8. Businesses call for police cyber crime unit UK businesses are calling for a standalone national police unit to deal with the growing cyber crime threat posed by hackers and international gangs of criminals - after the National Hi-Tech Crime Unit was essentially disbanded in 2006 and rolled into the Serious Organised Crime Agency.

And the corporate world is not a lone voice - the police want more information on e-crime attacks and a recent Downing Street e-petition is calling for a dedicated cyber crime unit.

9. Cyber criminals turn pro Cyber crime is moving out of the geeks' bedrooms and becoming an increasingly professional business with malware toolkits sold on the internet and confidential details being traded in an underground economy, according to security company Symantec.

And 2007 has seen security threats evolving as these hackers find new targets for malware - with businesses being urged to improve their internal communications to combat threats.
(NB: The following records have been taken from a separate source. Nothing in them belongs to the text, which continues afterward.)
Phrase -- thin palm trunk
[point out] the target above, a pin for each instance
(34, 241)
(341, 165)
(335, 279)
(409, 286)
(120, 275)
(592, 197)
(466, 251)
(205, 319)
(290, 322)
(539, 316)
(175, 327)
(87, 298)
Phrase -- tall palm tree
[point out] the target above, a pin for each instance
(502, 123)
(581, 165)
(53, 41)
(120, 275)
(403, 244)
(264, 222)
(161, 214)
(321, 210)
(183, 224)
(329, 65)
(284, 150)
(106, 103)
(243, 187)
At the end of this year the UK's security service MI5 also wrote to the CEOs of hundreds of UK businesses warning them of espionage attacks against their computer systems by spies in China.

10. Warning over 'Storm Worm' email This year was not without some old security chestnuts as 2007 kicked off with some malware dubbed the "Storm Worm" - which baited people with timely information about the bad weather which was hitting Europe at the time.

But the malware was more than just a storm in a teacup (pardon the pun) with security company Symantec claiming the Storm Worm had evolved again towards the end of the year, with the malware authors shedding key functionalities in the malicious code to streamline the worm and make it more stable.